I disagree wholeheartedly about cutting off the border being the solution - this would be the furthering of American Isolationism. As I said before, I lived two years in Germany. I was fortunate enough to be there as the wall was coming down. It gave me a unique perspective of the results of extreme isolationist policies on a nation. East Germany was such a shadow, a ghost of the West. We would be doing ourselves no favors by further limiting our exposure to competition, and the global market. Cheap foreign labor is a reality. Matter of fact, much of that cheap foreign labor is more educated with better scores in science and math. Building up walls to prevent it would be doing nothing more then "sticking our heads in the sand" as East of Eden so eloquently put it.

And, after all, how successful have isolationist policies been on the War on Drugs? Sure glad we don't have a drug problem anymore, now that we have erected fences, spent billions on our drug force, outlawed the use and possession of drugs, erected massive prisons to house all those users and dealers, and even cut off ties with governments that support the flow of drugs.
There is a big difference between isolationist...and resisting invasion....and frankly, that's what is happening. If all those illegal immigrants were banded together and put in uniform, nobody would argue that it was an invasion.

Consider:
in-va-sion/invZHn/
Noun:

An instance of invading a country or region with an armed force.
An incursion by a large number of people or things into a place or sphere of activity.

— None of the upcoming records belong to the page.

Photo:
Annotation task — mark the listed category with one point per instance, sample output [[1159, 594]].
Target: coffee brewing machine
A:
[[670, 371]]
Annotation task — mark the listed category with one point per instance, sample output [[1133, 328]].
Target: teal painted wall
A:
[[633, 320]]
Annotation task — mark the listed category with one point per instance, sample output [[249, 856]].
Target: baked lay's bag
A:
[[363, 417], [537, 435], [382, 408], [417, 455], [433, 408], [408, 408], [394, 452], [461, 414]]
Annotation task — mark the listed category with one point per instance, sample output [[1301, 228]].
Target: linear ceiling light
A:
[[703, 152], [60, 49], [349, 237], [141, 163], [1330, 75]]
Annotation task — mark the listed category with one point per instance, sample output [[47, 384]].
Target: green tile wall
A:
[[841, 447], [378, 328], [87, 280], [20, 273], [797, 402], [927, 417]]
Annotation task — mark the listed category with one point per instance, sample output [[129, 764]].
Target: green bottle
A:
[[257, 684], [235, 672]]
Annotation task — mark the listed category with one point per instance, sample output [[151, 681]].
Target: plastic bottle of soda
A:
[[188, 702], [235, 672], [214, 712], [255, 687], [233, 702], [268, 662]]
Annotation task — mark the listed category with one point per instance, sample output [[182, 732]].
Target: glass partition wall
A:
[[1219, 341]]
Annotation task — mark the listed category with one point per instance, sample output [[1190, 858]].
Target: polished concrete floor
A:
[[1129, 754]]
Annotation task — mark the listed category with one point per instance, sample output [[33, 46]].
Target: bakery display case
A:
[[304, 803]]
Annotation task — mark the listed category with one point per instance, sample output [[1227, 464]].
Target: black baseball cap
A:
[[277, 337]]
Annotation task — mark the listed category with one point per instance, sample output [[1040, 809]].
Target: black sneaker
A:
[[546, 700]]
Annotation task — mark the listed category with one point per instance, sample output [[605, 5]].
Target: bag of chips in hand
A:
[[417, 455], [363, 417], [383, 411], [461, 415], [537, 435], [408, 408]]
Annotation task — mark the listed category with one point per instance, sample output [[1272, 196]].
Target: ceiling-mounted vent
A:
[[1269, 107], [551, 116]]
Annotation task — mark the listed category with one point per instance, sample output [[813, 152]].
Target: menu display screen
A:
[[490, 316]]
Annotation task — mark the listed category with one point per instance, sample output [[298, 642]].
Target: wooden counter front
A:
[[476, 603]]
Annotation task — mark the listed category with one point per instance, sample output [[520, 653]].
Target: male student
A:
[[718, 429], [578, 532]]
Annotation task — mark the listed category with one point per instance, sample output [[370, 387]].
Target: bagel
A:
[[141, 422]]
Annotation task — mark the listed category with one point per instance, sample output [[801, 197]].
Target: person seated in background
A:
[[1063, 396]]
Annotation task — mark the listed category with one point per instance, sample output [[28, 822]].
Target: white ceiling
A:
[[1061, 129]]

I would call what's happening here an official invasion. We have huge numbers of people...more per year than many nations have in their armed services...coming across our borders against our will, against our interests, and for their own gain. Once here, they form groups that insist that they be treated better than the folks who are here legally.

WE HAVE THE RIGHT TO PROTECT OUR BORDERS. That's not isolationism. We are quite happy to let in those who come here legally, and frankly, I'm tired unto weeping with the world demanding that the USA either solve their problems, or blaming us for their problems, or sending us their problems, or all three at once.

As well, given today's technology, the isolationism you fear simply isn't possible. Can't happen.

Wish we could have a little of it, though.